Eleven schools in the Winnipeg School Division — Norquay, John M. King, Strathcona, Wellington, Harrow, Fort Rouge, Earl Grey, Mulvey, Shaughnessy Park, Lord Selkirk and William Whyte — are involved in what has been nearly an eight-year-long pilot program.
That program will end in June 2022, and Sheri-Lynn Skwarchuk, an education professor at the University of Winnipeg, is worried about children who are less fortunate.
"The research that I've been involved with shows that children who are underrepresented in terms of socio-economic backgrounds certainly have more ground to catch up on average compared to say other kids who are in more affluent families," Skwarchuk said on CBC Radio's Up To Speed Wednesday.
The intention of the pilot, which started in 2013 with four schools and later expanded to 11, was to study whether students would benefit from a longer school day. The study used report card data, provincial English and math skills evaluations, school attendance data and parent surveys, among other tools, to evaluate the effectiveness of the program.
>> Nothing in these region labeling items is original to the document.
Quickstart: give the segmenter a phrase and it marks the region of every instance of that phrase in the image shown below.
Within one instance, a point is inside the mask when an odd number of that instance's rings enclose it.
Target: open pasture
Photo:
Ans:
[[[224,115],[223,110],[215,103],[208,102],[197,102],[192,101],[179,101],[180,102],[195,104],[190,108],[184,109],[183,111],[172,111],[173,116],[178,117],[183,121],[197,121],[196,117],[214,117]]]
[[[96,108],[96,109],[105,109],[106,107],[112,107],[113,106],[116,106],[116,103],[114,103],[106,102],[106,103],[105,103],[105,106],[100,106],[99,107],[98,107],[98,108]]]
The division released a report on its findings of the program Wednesday.
Early in the study, results suggested full-day kindergarten students were benefiting from more time in the classroom. Specifically, they were more prepared for a full day in school and were more engaged in the classroom, said Celia Caetano-Gomes, the division's superintendent of education.
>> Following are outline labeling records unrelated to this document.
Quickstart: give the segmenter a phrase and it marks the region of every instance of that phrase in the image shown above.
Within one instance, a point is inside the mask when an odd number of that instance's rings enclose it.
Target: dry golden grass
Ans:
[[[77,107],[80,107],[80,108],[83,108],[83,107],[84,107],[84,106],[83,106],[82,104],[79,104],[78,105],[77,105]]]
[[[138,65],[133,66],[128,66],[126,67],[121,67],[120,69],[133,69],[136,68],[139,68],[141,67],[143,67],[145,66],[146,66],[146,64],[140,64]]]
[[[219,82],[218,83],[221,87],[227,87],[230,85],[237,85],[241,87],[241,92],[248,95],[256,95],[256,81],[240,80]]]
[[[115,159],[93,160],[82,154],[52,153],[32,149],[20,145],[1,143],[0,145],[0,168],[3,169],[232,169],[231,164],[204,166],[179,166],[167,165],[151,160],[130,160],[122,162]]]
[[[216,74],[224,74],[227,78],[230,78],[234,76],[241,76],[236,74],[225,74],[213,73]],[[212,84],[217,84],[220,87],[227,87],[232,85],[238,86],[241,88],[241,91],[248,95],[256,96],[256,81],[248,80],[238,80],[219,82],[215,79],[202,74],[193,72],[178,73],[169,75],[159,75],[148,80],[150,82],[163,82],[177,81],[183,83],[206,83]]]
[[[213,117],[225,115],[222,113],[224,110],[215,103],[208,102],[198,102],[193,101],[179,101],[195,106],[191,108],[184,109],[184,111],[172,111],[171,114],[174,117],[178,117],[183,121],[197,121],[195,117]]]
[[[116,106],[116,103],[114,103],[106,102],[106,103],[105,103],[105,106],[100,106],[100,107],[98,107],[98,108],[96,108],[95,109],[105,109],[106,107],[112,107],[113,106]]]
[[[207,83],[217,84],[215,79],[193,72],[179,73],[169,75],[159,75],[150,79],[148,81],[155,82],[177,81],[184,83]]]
However, before the end of Grade 2, the half-day kindergarten students had achieved the early gains of full-day kindergarten students, and there were no impacts on academic performance in later years and no sustained growth improvements, she said.
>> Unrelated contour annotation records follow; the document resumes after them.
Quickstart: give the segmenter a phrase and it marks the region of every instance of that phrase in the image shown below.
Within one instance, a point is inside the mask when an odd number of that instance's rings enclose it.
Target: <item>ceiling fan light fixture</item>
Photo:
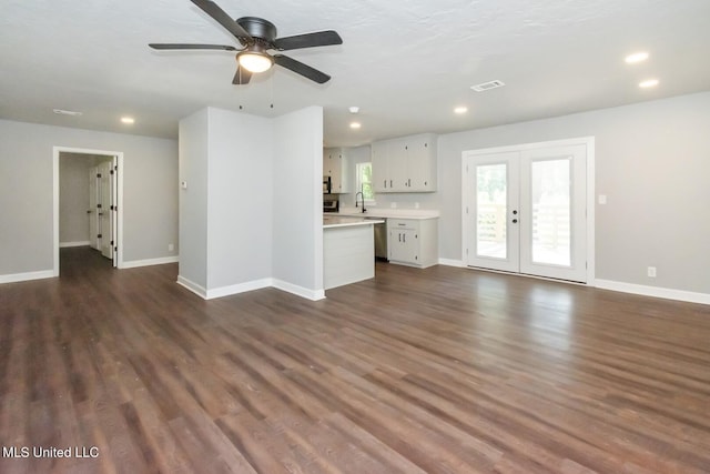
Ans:
[[[236,54],[236,62],[240,63],[240,67],[254,73],[268,71],[274,65],[271,56],[262,51],[242,51]]]

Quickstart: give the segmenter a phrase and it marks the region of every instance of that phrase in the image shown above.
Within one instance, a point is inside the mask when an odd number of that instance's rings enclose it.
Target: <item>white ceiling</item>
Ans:
[[[286,52],[333,79],[320,85],[274,68],[233,85],[233,52],[151,50],[239,46],[189,0],[6,0],[0,118],[176,138],[179,120],[206,105],[271,117],[315,104],[325,110],[325,144],[347,147],[710,90],[709,0],[217,3],[234,18],[274,22],[280,37],[336,30],[342,46]],[[638,50],[649,60],[626,64]],[[660,84],[639,89],[651,77]],[[506,87],[470,90],[490,80]],[[357,131],[349,105],[361,108]],[[456,115],[455,105],[469,111]],[[123,114],[135,123],[121,124]]]

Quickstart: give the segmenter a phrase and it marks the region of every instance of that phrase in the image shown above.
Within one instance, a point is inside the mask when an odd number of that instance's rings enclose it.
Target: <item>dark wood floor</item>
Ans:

Skwarchuk knows challenges arise for kids who start to fall behind academically at an early age.
"In certain regions and in other studies that have been conducted, there's been good evidence that these children show gains into Grade 2 and as far up as into Grade 5," she said.
Ontario has a full-day early learning kindergarten program that provides two full years of full-day schooling before Grade 1, beginning the year a child turns four years old.
Skwarchuk said this innovative approach allows children to work with teachers, as well as early-childhood educators.
"You're kind of getting the best of both worlds. You're getting the teacher who has the extracurricular expertise, but also the early-childhood educator who has all the developmental knowledge of how children grow over these important early years," she said.
The fact that socio-economic factors and data were not considered in making the decision to halt the program bothers Kate Kehler, executive director of the Social Planning Council of Winnipeg.